As part of a course I am taking, I was asked to continue the dialogue Euthyphro as if Euthyphro had given the opposite response to Plato's famous question:
Is the pious loved by the gods because it is pious? Or is it pious because it is loved by the gods?
That is, what if Euthyphro said that the pious is pious because it is loved by the gods - how would Plato have responded.
Here's my logic for a potential rebuttal:
- If something is pious because it is loved by the gods, and impious because it is hated by them, what causes the gods to love and hate things? There is no possible answer except that the will of the gods (i.e., what they approve/disapprove of) is arbitrary and accidental.
- I remember reading that Plato identified the form of the good with the gods --> the gods are identical to the form of the good.
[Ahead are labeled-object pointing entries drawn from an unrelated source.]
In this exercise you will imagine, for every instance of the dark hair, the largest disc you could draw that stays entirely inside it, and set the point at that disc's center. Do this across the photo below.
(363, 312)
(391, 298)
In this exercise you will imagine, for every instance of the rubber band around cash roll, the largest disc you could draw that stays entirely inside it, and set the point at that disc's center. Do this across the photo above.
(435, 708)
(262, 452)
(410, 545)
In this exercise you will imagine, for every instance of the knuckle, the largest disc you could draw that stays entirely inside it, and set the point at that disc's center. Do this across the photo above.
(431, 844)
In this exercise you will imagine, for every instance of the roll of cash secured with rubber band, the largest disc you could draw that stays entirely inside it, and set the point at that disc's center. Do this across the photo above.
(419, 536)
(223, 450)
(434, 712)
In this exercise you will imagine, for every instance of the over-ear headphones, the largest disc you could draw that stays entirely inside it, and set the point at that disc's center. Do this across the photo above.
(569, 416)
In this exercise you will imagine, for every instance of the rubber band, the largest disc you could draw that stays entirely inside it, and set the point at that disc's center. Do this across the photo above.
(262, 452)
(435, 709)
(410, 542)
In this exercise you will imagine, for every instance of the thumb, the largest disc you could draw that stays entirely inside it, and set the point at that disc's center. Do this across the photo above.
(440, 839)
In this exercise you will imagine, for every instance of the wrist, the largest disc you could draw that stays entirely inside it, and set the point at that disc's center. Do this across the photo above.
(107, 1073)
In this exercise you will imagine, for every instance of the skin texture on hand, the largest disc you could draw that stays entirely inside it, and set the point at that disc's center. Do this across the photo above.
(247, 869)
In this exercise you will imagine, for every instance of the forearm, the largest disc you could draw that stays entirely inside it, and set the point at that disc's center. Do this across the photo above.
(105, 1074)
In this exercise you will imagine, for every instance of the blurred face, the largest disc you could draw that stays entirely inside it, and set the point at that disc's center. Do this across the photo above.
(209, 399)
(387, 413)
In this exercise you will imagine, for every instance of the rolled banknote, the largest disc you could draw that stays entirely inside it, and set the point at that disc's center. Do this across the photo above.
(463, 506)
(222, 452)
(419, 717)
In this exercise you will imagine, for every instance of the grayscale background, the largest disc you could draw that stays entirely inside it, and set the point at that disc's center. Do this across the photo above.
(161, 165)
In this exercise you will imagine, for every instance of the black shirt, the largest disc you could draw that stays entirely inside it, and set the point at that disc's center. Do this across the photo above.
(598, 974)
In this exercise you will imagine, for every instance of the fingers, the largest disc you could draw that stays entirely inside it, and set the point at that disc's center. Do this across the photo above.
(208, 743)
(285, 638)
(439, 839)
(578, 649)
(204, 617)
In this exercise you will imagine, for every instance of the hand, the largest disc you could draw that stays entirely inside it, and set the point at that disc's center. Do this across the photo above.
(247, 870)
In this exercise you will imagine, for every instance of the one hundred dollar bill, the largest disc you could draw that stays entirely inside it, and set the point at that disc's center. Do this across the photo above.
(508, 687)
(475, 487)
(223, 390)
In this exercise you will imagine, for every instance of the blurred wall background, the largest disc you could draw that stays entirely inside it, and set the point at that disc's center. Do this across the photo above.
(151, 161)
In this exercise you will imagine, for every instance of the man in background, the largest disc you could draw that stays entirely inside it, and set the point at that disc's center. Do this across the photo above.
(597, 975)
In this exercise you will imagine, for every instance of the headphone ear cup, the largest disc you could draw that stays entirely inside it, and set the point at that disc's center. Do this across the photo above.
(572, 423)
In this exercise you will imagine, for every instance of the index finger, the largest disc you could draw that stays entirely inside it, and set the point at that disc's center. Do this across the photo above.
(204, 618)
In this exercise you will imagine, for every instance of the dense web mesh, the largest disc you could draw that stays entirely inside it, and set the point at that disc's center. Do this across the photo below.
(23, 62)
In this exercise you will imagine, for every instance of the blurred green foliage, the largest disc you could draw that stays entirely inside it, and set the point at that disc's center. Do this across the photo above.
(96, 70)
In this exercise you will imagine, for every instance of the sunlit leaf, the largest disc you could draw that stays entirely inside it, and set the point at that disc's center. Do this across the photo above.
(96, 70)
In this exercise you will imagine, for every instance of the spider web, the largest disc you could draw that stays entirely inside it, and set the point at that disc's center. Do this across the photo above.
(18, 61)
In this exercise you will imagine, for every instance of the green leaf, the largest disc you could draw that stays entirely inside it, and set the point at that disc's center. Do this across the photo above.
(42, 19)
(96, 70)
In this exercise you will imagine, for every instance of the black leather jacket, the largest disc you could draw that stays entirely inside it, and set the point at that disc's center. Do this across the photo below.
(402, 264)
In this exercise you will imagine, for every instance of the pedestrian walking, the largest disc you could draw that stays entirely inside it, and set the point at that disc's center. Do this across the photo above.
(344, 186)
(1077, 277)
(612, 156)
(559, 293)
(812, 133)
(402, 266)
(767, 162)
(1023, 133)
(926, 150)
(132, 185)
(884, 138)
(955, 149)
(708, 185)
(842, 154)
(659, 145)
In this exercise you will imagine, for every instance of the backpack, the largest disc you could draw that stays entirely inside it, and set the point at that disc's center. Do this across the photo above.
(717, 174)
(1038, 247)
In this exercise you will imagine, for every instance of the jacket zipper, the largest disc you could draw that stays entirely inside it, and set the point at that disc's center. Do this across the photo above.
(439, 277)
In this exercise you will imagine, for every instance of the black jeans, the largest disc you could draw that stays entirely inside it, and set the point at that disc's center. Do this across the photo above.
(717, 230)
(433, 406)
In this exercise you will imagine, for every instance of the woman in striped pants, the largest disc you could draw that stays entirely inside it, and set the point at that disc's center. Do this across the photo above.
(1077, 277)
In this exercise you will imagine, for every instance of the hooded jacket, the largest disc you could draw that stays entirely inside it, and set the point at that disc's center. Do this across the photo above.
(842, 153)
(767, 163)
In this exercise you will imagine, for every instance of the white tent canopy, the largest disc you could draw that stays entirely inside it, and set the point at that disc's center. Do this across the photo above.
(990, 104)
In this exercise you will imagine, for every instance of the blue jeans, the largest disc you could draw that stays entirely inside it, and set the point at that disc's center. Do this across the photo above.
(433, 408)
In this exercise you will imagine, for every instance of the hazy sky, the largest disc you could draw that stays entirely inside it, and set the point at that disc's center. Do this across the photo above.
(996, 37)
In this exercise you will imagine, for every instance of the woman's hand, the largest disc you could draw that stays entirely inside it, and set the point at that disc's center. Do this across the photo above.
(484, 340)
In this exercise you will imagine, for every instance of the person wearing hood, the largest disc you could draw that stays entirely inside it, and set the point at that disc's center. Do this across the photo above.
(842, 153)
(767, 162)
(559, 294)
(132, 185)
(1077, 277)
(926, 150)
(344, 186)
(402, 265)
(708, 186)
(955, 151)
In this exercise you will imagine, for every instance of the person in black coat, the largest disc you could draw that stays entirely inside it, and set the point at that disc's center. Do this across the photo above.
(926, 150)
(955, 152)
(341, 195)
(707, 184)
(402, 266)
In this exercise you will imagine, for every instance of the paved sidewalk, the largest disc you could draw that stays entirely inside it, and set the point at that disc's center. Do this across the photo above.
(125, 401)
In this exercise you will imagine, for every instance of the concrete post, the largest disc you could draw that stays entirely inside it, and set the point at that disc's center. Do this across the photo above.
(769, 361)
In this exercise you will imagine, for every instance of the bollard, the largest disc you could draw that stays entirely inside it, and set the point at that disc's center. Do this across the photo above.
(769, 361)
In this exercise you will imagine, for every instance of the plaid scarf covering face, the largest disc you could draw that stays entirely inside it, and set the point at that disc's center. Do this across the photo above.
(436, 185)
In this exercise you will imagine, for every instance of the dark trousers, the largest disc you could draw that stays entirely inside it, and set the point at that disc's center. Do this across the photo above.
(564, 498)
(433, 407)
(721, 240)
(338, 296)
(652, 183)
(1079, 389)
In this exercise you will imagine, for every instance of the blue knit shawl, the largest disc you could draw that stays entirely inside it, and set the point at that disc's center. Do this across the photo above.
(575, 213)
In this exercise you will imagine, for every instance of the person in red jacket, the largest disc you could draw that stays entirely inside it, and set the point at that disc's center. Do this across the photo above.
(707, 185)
- Just like any form, there must be a good itself. Therefore, there must be a cause that makes a good thing the way it is (good).
- Since the gods are identical to the form of the good, there must also be a cause that makes the gods the way they are.
- We have reached a contradiction because if the will of the gods is arbitrary and accidental, that means that nothing is causing them to be the way they are. (if their will were not arbitrary, then external standards of piety/impiety would be causing them to be the way they are)
Is my logic flawed? What is a better rebuttal? Is there even a rebuttal if Euthyphro is willing to believe that the will of the gods is arbitrary?